Kraus aber, der das Gerede schon rasch nicht mehr hören kann, flüchtet vor seinen eigenen Dämonen in zu viel Alkohol. Welche das sind, erzählt er nach und nach, widerwillig, aber schließlich wohl auch befreit: Da ist die kleine Schwester, die von den Russen überfahren worden war, die eigene Verstrickung in einen Todesfall bei seiner Flucht aus Tschechien, vor allem aber seine Liebe zu Carla, die er vor seinem Engagement bei Winterberg ebenfalls durch die letzte Lebenszeit hatte bringen sollen.
Nein, verwandt seien Winterberg und er nicht, erklärt Kraus, wenn man ihn unterwegs auf seinen Begleiter anspricht. "Ihr seid euch aber ähnlich", bekommt er dann zu hören. Dass diese Ähnlichkeit nichts Physiognomisches ist, sondern eher in der Ausstrahlung der beiden besteht, wird ihm erst spät klar: "Ich musste an die beiden Winterfliegen denken, die ich im Hotel in Ceské Budejovice aus dem Winterschlaf weckte. Die am Leben waren und doch nicht. Die so verloren und verwirrt waren. Die wach waren und doch so müde und erschöpft. Wir waren die zwei Winterfliegen."

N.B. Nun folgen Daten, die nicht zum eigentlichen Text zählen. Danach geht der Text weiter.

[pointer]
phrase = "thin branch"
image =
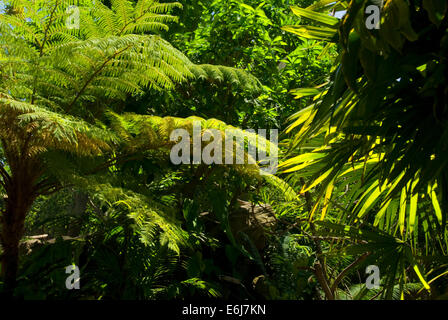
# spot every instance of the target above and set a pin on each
(347, 269)
(93, 76)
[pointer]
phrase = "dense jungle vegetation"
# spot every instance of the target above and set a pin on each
(86, 179)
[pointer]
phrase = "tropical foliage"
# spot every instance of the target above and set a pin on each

Einzig um das mit sich getragene Leid zweier Reisender geht es Rudis allerdings nicht, denn so wie das einstige Eisenbahnnetz durchaus eine metaphorische Rolle einnimmt, wie es für das steht, was den Kontinent einigt und durch "Überschienen" von Steigungen und Abgründen diesen Zusammenhalt erst ermöglicht, so verkörpert auch Winterberg vieles von der Schuld und der Tragik seiner Generation - nicht zuletzt in den Strategien, aus einer Herkunft in zwei Kulturen und Sprachen erzwungenermaßen in eine einzige überzuwechseln. Was seit dem Fall des Eisernen Vorhangs in eine neue Frage mündet: Wie lässt sich diese Disposition für die neuen Verhältnisse Mitteleuropas wiederbeleben und nutzen?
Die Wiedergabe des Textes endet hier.